On the other hand, when there are multiple uses by a hospital staff, many ICPs set up a time frame for vial discard, he says. A common practice is to write the date on the vial when it is opened and then to discard it at some set time thereafter. "Although 30 days is often used, there is nothing magic about 30 days," he says. Though such policies look good on paper, they can be difficult to follow because workers must remember to date the vial and discard it at the designated time, he adds.
"We have seen numerous hospitals and clinics cited because they’ve had that policy but there has been just poor compliance," Joseph says. Another approach is to use as few multidose vials as possible and then to discard all vials on a given day, he adds. "We have done that in several hospitals successfully, and the cost is minimal," he says. "You discard all multidose vials on the first day of the month — even if it was opened the day before. You recognize that there are some that you are discarding that have really only been opened a few days, but the total cost at the end of the year is really pennies, and you have is a policy that permits compliance."

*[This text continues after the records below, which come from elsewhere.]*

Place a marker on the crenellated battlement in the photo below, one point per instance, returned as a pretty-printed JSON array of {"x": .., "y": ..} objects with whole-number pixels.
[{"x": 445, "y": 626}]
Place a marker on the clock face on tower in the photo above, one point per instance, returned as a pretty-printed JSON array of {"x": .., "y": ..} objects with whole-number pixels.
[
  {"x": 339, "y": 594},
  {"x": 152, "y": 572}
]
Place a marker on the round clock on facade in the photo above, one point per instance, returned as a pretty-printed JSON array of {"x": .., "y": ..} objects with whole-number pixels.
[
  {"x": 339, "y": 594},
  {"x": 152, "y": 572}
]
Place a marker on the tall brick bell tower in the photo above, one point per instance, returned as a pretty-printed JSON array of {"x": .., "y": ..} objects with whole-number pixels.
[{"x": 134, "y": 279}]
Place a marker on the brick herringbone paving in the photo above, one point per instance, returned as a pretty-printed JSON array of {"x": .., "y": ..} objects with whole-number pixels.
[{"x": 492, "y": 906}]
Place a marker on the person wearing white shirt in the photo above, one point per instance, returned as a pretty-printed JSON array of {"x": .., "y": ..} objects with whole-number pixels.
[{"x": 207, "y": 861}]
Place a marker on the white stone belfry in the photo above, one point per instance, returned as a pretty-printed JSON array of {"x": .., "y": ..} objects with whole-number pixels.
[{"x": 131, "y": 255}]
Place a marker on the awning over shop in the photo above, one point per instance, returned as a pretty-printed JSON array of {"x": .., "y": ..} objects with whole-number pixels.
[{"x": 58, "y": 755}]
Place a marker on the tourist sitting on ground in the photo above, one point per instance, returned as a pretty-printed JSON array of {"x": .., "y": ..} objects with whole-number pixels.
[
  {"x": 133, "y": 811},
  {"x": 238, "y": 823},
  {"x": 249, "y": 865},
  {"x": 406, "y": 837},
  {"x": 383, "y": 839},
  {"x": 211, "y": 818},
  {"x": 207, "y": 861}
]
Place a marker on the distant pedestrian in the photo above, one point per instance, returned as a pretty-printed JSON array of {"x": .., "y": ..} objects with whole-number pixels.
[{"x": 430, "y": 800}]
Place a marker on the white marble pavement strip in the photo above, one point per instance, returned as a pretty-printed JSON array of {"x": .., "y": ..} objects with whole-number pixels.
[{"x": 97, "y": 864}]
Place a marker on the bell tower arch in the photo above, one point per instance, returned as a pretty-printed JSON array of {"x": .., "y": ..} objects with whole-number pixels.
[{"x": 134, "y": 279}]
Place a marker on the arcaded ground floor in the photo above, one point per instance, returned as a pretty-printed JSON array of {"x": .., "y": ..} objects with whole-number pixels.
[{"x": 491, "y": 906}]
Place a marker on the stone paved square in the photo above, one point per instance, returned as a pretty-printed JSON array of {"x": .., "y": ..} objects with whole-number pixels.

Multidose vials of very expensive products should be kept in the pharmacy and dispensed in syringes, he adds. "And there are a couple of those, particularly the recombinant genetic products, that are stable for a long time after opening," he says. "We don’t put those on the ward. So, this [policy] really only applies to ward stock, and ward stock multidose vials are generally relatively low-priced."
Most biologic products such as vaccines and purified protein derivative (PPD) are dispensed by the pharmacy, he says. "In those circumstances where vaccines and PPD may be ward stocks — since that stuff is a little bit more expensive — it might be reasonable to develop a bottle-dating policy for biologics," he says. "[Then regularly] discard all non-biologics, which would include the multidose vials of potassium, insulin, lidocaine, and the other things usually found on a nursing ward."
1. Krause G, Whisenhunt S, Trepka M, et al. Patient-to-patient transmission of hepatitis C virus associated with use of multidose saline vials in a hospital. Abstract S-TH-06. Presented at the Centers for Disease Control and Prevention 4th Decennial International Conference on Nosocomial and Healthcare-Associated Infections. Atlanta; March 5-9, 2000.